Ein Hauptproblem sind die unsicheren Labortests. Man kann mit dem gleichen Blut in einem Labor positiv und im nächsten negativ sein. Eine Studie aus 2016 bestätigte, dass eine Testsicherheit von nur 62 Prozent besteht. Die Konsequenzen für Patienten sind Fehldiagnosen, Falschbehandlungen, Behandlungsverweigerungen, Langzeiterkrankungen und drohende Berufsunfähigkeit.

Die mehr als 20 Jahre alten Therapieempfehlungen dürfen nicht auch noch in einer Leitlinie empfohlen werden. Die weltweit größte Studie mit 52.795 Teilnehmern aus dem Jahr 2015 fand heraus, dass nach üblicher Therapie 63,1 Prozent der Patienten weiterhin über Beschwerden klagten. Das Deutsche Ärzteblatt berichtete im Dezember 2017 von einer Studie mit Primaten, die nach Standardbehandlung zu 60 Prozent noch lebende Bakterien aufwiesen.

Falsch behandelte Patienten laufen Gefahr, die Borreliose nie wieder los zu werden. Die Zahl der Patienten mit Folgeschäden wird daher deutlich ansteigen. Viele Neurologen sind jedoch der Meinung, dass Patienten, die nicht spätestens nach drei Wochen Therapie wieder gesund sind, keine Borreliose hätten.

Achtung Berufskrankheit

Derartige Leitlinien haben vor deutschen Gerichten und in Gutachten einen hohen Stellenwert.
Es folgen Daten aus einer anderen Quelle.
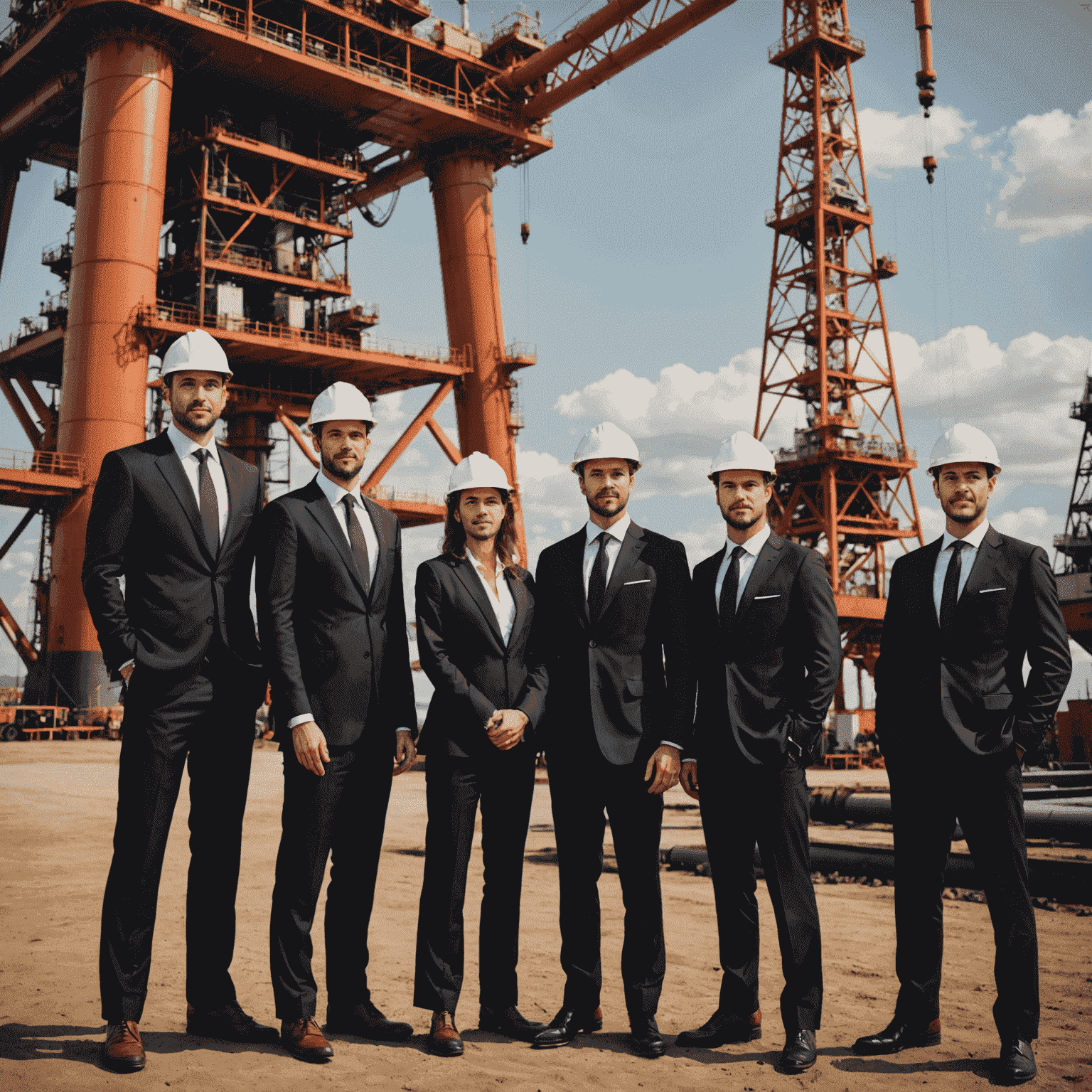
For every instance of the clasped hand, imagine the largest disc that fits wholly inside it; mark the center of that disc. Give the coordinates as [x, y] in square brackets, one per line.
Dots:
[505, 727]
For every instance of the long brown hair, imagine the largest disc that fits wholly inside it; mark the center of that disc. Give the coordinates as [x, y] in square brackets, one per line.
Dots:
[454, 534]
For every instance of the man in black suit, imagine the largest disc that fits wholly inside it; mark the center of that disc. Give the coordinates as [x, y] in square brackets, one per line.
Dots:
[764, 629]
[475, 619]
[333, 626]
[173, 518]
[621, 709]
[955, 717]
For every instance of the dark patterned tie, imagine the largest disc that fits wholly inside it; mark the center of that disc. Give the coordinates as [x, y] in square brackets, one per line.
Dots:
[729, 591]
[949, 595]
[210, 507]
[358, 542]
[597, 581]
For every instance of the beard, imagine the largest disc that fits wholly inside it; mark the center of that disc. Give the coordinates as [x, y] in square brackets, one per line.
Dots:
[960, 518]
[346, 475]
[601, 509]
[187, 422]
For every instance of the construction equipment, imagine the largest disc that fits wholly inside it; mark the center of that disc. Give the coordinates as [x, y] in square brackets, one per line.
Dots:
[214, 153]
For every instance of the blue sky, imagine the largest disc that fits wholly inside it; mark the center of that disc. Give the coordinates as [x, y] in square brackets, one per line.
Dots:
[646, 277]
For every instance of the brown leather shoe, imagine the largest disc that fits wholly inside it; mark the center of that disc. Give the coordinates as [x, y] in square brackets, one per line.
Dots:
[444, 1037]
[303, 1039]
[124, 1051]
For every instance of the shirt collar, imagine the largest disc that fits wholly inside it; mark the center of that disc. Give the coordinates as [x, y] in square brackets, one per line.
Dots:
[754, 545]
[973, 540]
[616, 530]
[183, 446]
[334, 493]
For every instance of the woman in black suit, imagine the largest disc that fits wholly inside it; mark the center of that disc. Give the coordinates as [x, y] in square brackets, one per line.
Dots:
[475, 617]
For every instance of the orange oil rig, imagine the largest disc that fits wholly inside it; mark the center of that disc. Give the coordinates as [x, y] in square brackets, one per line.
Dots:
[333, 105]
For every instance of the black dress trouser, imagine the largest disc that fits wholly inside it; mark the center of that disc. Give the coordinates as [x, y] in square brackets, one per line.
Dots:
[341, 814]
[582, 786]
[931, 788]
[769, 806]
[208, 719]
[505, 783]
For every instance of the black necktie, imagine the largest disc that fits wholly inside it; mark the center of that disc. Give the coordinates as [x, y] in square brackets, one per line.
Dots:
[210, 507]
[729, 592]
[951, 594]
[597, 581]
[358, 542]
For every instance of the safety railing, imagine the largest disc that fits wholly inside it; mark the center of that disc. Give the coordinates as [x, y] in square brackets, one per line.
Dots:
[42, 462]
[187, 315]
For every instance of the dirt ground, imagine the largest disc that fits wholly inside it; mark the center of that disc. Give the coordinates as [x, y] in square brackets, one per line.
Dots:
[57, 816]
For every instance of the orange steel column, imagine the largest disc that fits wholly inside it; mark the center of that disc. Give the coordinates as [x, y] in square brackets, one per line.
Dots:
[115, 262]
[462, 185]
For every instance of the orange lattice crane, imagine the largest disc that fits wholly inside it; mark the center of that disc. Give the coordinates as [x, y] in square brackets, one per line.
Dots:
[845, 481]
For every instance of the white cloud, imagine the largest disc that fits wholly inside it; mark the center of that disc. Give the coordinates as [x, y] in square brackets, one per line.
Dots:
[1049, 189]
[890, 141]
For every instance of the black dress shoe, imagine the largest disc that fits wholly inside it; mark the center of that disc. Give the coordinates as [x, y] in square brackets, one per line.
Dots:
[721, 1029]
[1017, 1063]
[566, 1027]
[800, 1053]
[646, 1039]
[898, 1037]
[368, 1022]
[230, 1024]
[509, 1021]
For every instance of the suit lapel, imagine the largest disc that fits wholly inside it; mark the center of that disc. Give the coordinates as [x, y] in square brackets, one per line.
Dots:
[764, 564]
[631, 546]
[984, 572]
[171, 468]
[385, 544]
[327, 519]
[464, 570]
[572, 574]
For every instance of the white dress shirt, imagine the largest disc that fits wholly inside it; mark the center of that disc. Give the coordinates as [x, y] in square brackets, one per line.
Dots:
[185, 448]
[334, 493]
[616, 533]
[754, 545]
[968, 555]
[503, 605]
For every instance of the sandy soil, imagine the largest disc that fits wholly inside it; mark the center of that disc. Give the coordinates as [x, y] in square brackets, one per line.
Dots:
[57, 816]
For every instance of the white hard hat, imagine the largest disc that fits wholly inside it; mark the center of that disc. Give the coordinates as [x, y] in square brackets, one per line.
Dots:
[341, 402]
[742, 452]
[606, 441]
[965, 444]
[478, 471]
[198, 350]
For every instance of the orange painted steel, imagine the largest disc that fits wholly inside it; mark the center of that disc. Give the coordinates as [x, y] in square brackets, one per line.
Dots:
[845, 485]
[462, 187]
[122, 162]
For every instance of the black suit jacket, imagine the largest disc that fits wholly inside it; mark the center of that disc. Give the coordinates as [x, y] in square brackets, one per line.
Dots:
[974, 682]
[778, 675]
[462, 653]
[629, 673]
[146, 525]
[332, 651]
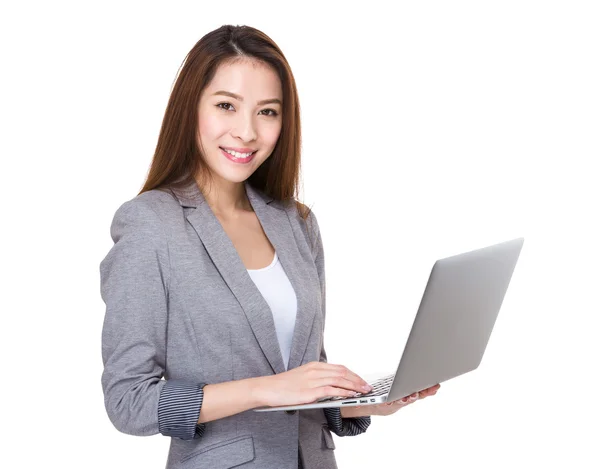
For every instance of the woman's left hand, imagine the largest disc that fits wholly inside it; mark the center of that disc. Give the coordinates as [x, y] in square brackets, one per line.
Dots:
[389, 408]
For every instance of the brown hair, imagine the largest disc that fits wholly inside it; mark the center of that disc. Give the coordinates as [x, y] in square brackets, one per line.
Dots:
[177, 158]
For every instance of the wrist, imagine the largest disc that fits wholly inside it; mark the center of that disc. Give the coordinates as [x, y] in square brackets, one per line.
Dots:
[257, 394]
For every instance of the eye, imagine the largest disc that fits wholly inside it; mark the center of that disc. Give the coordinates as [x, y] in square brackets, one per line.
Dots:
[270, 110]
[224, 104]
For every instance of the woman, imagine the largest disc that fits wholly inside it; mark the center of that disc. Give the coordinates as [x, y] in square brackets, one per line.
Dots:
[216, 279]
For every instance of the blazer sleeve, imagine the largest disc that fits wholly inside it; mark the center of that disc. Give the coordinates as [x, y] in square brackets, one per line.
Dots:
[134, 279]
[340, 426]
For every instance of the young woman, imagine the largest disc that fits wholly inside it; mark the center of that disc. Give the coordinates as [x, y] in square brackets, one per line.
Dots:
[216, 280]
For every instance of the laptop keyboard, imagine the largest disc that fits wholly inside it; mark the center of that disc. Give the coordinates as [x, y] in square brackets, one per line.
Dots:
[380, 386]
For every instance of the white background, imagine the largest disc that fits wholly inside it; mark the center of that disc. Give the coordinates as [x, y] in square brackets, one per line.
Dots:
[441, 126]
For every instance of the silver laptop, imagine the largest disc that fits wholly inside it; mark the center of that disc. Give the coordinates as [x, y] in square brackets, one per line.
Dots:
[451, 329]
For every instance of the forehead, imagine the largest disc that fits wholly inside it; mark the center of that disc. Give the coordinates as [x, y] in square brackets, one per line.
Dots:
[250, 78]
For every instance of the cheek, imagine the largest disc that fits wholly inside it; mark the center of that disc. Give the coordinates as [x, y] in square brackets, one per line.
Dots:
[271, 134]
[211, 127]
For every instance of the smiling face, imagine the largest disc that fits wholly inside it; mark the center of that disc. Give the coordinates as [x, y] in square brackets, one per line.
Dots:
[240, 111]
Eine im Berufsleben erworbene Borreliose gilt als Berufskrankheit; und die meisten Unfallversicherungen versichern auch das private Risiko Borreliose. Doch wenn sich ein Gutachten auf diese Leitlinie bezieht, haben die Versicherten keine Chance auf Anerkennung.

Die einstweilige Verfügung rügt, dass wichtige, auf wissenschaftlichen Studien basierende Argumente der Patientenorganisation und der auf Borreliose spezialisierten Ärzte-Gesellschaft in der Leitlinie nicht berücksichtigt wurden. Die Anträge auf Sondervoten wurden abgelehnt. Der BFBD und die ärztliche Fachgesellschaft (DBG) fordern forcierte Forschung und eine Nachbesserung der Leitlinien vor deren Erneuerung.